The developed chatbot for medical consultations is based on a fine-tuned GPT-2 model, adapted to recognize and generate dialogues between users and a virtual doctor.  

### Testing results:  
- **Perplexity**: 12.9094  
- **Loss**: 2.6079  

These metrics indicate the model's ability to effectively understand and generate medical responses with a relatively low level of uncertainty.  

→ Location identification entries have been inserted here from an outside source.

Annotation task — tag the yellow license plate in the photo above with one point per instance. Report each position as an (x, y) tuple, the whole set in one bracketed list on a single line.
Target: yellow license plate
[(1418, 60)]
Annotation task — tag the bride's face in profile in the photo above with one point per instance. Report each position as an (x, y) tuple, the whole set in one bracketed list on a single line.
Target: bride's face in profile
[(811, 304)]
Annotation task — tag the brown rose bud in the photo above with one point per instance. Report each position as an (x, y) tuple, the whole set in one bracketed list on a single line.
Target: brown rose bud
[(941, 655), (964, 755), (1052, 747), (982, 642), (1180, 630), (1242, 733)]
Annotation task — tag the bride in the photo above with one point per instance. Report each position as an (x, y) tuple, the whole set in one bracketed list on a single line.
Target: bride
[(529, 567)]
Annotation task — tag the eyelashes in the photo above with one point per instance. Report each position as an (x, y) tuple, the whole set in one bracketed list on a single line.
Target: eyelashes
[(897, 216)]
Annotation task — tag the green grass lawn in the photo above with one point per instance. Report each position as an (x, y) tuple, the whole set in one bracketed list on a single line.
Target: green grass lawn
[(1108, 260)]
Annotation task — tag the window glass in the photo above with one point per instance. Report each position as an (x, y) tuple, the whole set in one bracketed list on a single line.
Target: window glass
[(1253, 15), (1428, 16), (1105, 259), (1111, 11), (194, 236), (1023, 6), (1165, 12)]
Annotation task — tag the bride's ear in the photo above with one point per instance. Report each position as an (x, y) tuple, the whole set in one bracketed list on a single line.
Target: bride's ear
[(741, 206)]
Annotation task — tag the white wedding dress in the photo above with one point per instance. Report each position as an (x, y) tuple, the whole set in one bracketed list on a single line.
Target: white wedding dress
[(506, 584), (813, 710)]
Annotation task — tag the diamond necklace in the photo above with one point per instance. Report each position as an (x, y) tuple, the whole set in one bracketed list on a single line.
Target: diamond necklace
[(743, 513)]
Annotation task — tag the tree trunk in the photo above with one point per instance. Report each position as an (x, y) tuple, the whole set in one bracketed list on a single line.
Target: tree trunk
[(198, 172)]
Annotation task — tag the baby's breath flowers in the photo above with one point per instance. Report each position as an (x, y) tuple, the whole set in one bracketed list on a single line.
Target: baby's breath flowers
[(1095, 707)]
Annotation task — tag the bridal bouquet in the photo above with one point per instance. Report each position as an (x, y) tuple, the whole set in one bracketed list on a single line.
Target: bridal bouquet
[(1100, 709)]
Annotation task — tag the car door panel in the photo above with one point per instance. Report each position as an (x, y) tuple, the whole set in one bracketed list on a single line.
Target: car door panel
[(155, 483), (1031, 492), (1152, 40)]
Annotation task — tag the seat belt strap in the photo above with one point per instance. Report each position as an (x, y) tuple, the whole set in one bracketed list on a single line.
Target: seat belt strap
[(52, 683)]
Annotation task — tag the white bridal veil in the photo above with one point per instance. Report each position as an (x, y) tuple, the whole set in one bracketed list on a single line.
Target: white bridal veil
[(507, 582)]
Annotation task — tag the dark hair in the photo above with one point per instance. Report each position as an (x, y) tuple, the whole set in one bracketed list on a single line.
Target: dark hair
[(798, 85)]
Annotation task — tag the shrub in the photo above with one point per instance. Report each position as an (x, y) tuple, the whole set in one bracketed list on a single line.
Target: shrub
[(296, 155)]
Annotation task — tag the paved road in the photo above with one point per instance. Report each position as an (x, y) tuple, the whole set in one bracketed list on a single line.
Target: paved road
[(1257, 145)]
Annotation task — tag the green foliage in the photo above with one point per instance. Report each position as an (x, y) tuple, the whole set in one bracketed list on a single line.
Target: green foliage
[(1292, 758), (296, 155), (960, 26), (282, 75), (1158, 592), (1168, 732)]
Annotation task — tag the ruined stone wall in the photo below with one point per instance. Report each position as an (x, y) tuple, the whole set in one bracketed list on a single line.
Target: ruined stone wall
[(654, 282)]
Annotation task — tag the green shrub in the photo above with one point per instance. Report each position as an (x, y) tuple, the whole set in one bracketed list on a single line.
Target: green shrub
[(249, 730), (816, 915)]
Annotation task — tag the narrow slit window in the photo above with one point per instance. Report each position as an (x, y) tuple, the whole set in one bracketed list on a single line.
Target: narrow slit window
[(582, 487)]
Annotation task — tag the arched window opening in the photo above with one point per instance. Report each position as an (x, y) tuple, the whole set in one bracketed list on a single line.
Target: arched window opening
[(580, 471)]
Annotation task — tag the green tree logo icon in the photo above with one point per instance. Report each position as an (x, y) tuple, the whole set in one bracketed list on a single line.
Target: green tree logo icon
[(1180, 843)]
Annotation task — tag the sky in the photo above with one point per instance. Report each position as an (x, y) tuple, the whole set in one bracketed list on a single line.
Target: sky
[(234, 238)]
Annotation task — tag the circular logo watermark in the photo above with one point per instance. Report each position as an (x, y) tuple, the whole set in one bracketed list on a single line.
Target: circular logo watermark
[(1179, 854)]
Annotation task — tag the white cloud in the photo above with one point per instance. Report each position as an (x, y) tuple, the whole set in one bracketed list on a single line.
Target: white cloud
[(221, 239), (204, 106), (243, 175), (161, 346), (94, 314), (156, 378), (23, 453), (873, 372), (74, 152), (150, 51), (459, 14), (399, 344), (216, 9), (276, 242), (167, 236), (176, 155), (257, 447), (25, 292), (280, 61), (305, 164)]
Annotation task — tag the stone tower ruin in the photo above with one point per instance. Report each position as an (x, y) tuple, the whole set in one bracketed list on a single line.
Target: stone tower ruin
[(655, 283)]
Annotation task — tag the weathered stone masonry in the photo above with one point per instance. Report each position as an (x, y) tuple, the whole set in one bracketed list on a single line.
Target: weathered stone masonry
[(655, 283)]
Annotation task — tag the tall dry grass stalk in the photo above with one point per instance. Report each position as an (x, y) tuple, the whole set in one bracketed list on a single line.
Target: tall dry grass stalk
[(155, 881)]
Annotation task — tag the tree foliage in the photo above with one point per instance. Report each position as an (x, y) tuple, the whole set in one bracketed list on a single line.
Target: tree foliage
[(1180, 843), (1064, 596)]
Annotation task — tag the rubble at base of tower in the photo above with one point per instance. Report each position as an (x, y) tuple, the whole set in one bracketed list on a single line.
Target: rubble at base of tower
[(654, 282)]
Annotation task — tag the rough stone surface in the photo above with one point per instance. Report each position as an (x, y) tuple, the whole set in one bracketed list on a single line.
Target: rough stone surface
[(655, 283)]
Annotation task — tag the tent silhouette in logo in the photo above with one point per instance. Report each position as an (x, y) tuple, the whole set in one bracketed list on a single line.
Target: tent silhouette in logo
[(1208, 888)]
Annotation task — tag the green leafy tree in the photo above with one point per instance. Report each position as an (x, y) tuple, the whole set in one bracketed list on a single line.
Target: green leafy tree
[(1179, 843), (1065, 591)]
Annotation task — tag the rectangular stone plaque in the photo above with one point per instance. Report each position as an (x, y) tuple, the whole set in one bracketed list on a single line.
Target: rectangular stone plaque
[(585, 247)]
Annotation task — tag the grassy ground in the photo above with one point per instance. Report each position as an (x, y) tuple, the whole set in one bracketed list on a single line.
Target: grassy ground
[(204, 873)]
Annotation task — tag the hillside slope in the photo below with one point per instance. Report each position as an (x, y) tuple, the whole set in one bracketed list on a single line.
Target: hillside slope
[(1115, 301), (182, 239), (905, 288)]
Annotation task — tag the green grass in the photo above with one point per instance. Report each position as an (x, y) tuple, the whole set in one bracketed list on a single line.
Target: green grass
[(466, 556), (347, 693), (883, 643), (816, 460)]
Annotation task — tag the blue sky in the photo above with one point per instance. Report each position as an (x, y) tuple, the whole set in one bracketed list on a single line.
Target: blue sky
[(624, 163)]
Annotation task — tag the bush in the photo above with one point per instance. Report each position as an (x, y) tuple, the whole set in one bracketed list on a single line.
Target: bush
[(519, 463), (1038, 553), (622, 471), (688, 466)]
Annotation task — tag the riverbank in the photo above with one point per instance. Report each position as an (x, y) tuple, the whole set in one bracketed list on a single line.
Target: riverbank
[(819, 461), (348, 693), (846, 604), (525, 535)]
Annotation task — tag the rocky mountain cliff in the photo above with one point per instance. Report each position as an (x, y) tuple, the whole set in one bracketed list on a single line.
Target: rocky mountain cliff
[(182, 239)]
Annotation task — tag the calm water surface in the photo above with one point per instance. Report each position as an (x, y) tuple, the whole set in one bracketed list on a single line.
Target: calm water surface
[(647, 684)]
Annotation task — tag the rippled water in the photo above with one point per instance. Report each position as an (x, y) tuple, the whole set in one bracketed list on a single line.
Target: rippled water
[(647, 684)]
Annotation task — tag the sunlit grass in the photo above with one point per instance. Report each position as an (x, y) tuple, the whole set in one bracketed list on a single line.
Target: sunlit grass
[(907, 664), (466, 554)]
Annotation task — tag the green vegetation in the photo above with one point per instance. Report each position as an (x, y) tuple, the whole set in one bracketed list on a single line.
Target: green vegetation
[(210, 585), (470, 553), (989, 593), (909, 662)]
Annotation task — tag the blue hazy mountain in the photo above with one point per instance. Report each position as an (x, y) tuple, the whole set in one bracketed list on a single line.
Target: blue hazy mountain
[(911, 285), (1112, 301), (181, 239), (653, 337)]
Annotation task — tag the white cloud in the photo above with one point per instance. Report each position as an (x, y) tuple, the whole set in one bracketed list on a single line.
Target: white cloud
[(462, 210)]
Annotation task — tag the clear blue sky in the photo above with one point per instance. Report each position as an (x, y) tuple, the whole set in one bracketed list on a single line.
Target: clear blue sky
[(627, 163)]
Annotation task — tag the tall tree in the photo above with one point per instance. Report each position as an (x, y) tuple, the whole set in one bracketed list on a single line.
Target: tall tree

### Key features of the implementation:  
- Use of special tokens (`[|Human|]` and `[|AI|]`) to structure dialogues correctly.  
- Data cleaning and preprocessing to ensure accurate training.  
- Adaptation of the GPT-2 model by adding new tokens and expanding the vocabulary.  
- Application of the **Perplexity** metric to assess the model's ability to predict the next word in a sequence.  
- Training optimization using `AdamW` and an exponential learning rate decay strategy.  

Testing on real user queries demonstrated that the model can generate logical responses, provide possible diagnoses, and recommend medical examinations. Future improvements may include:  
- Expanding the dataset with more specialized medical texts to enhance response accuracy.  
- Utilizing more advanced language models (e.g., GPT-4).  
- Integrating external medical knowledge bases.  

The results highlight the potential of this approach for developing intelligent assistants in the healthcare sector.